There is no doubt, we are in unprecedented times. The federal government has passed three significant coronavirus response bills. Included in these packages have been significant changes to the Supplemental Nutrition Assistance Program (SNAP), expanded unemployment, and stimulus payments to most American families. However, a new report from our partners at the National Low Income Housing Coalition (NLIHC) points out that this isn’t enough to keep the most vulnerable stably housed. In The Need For Emergency Rental Assistance During the COVID-19 Economic Crisis, NLIHC says rental assistance is needed and estimates that cost to be approximately $99.5 billion.

In Missouri, 87% of our households with extremely low incomes are cost burdened, paying over 30% of their income to rent. This means the vast majority of our families with very low wages were on the precipice of homelessness even before the COVID-19 pandemic. Paying so much of your income for housing can only be sustained short term. These families were already one flat tire, one trip to the emergency room, one incident away from not being able to pay their rent.

The very same families are also more likely to be impacted by coronavirus for two reasons:

  • Many of these wage earners worked low-paying jobs that are now furloughed, such as food service or childcare. With such a quick and drastic drop in income, these workers are struggling to meet their basic needs, including housing.
  • People experiencing poverty are more likely to be in poor health, increasing their vulnerability to coronavirus. Certainly people experiencing homelessness will struggle to maintain adequate hygiene to stop transmission of the virus. Rates of adverse health conditions such as asthma and diabetes are higher in individuals experiencing poverty, and these conditions make them more likely to become infected with coronavirus and to experience more severe cases.

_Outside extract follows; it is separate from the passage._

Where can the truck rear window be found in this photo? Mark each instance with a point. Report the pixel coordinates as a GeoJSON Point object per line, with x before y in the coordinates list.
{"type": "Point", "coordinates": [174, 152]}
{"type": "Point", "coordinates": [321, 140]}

With the recently released report from NLIHC, we have an estimate of the amount of relief needed at the federal level for renters with low incomes to stay housed for the next 12 months. Empower Missouri has also partnered with some of our local organizations to ask for rental and mortgage payment relief and a ban on utility shut offs at the state level. It is clear now more than ever, that housing is healthcare. Stable housing is key to containing the virus and preserving human life. Please join us in reaching out to Governor Parson here.

In solidarity,

Sarah Owsley Townsend

Manager of Policy and Organizing

P.S. Brooke Schipporeit of NLIHC was the guest speaker on our April 9th Empowering You Webinar and focused on COVID-19 and State and Federal Housing policy. To access a recording of that webinar, go to this link. Also if housing advocacy is your passion, please plan to join our next Affordable Housing Coalition meeting on Monday, April 13th, at 2 p.m.

4 Responses
  1. Peggy Couch

    Yes, I feel as if state of no. Should have some sort of renters assistance! Other states are doing relief of sorts.
    Most so far, are giving a lump sum of money to each household that applies. I feel it is crucial for something to happen soon!

  2. Monica McKinnon

    My retired husband is 70, I’m almost 59.we took care of my husbands 83 year old sister with dementia for $60 a day4-5 days a week. I lost that job on March 17th due to the pandemic. I’m now $960 to $1200 short a month. Last week they shut off my gas, my only heat source and i cant get my rent of $490.00 a month paid. I dont own or know anything about computers. Can you please guide me on what to do please ? Thank you very much. Signed, Monica McKinnon.